Tyo mengajak bawahannya untuk berangkat menuju ballroom hotel. Dirinya paling senang dengan acara mewah yang mengundang banyak tamu. Ditambah wangi bunga dan indahnya hiasan warna warni yang akan ia lihat sepanjang ruangan.
Mata Tyo tak berhenti memandang indahnya rangkaian bunga di dalam ruangan yang akan digunakan untuk acara resepsi pernikahan. Ruangan yang katanya dibayar dengan harga paling mahal dan mewah yang ada di hotel tersebut. Lihat saja dekorasinya, banyak sekali detail yang sangat sulit. Bisa dipastikan si penyewa adalah orang kaya atau terpandang setidaknya, yang gengsinya di atas langit.
"Pak, ini sudah hampir akan dimulai acaranya. Lebih baik kita ke tempat lain," usul salah satu bawahannya. Tyo mengangguk.
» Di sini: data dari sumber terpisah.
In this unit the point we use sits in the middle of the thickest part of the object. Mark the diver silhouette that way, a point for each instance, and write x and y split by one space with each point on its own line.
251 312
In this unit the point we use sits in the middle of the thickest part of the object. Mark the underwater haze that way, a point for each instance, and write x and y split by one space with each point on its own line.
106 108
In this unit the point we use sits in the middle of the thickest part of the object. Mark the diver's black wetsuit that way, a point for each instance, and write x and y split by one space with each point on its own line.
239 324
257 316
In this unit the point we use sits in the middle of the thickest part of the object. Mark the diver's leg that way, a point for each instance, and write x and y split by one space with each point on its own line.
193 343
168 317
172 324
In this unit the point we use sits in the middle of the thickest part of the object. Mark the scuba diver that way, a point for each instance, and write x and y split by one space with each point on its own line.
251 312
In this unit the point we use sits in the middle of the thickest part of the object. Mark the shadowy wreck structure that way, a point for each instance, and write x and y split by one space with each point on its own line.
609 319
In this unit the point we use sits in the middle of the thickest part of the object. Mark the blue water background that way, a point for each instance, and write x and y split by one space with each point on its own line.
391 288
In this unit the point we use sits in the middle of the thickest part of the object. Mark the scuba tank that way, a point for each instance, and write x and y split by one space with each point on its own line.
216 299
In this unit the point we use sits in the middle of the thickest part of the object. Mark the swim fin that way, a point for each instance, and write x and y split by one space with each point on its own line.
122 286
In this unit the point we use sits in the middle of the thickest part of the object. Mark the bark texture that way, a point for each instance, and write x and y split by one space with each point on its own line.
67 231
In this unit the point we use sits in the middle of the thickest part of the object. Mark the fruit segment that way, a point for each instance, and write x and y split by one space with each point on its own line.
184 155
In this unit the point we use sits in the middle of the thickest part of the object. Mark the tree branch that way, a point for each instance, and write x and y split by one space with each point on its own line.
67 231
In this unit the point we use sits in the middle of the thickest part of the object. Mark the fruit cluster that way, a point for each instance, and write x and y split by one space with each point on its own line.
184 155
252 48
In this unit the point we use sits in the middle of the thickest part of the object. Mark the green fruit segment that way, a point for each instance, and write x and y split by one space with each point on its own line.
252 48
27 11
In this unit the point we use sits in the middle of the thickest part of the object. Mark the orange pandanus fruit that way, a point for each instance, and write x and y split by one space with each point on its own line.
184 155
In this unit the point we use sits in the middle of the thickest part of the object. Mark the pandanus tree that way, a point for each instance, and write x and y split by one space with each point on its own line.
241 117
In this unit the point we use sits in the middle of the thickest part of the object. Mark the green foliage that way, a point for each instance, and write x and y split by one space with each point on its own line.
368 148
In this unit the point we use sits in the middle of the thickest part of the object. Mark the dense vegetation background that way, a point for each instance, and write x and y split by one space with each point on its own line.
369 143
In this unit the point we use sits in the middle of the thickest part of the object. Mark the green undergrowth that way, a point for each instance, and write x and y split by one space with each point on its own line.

Ia juga merasa tak etis jika terus menerus ada di dalam ruangan.
Namun saat ia akan melangkahkan kakinya ke luar ruangan, matanya sempat memandang seseorang yang ternyata mampu membuat jantungnya berdetak semakin kencang. Rasanya seperti debaran ombak yang berkejaran di pantai.
Objek yang dilihatnya adalah seorang wanita cantik yang baru pertama kali ia lihat. Dengan setelan blouse putih tulang dan rok bawah model span warna hitam serta rambut yang terikat rapi menunjukkan jika wanita itu adalah orang penting. Ditambah dengan blazer yang ia sampirkan di tangan kanannya menambah keyakinan Tyo jika wanita ini adalah wanita cerdas yang berkarir.
"Siapa dia?" tunjuk Tyo.
"Dia manajer wedding organizer di pesta ini, pak." salah satu bawahan Tyo berbisik pelan di telinganya. Tyo menyeringai.
"Cantik."
"Dia sudah dikontrak disini, pak. Katanya, kontrak eksklusif jika penyewa adalah orang terpandang," tambah sang bawahan.
"Bisa kenalkan saya dengan dia?" tanya Tyo penasaran.
"Bisa, pak. Kebetulan minggu depan ada meeting penting antar vendor."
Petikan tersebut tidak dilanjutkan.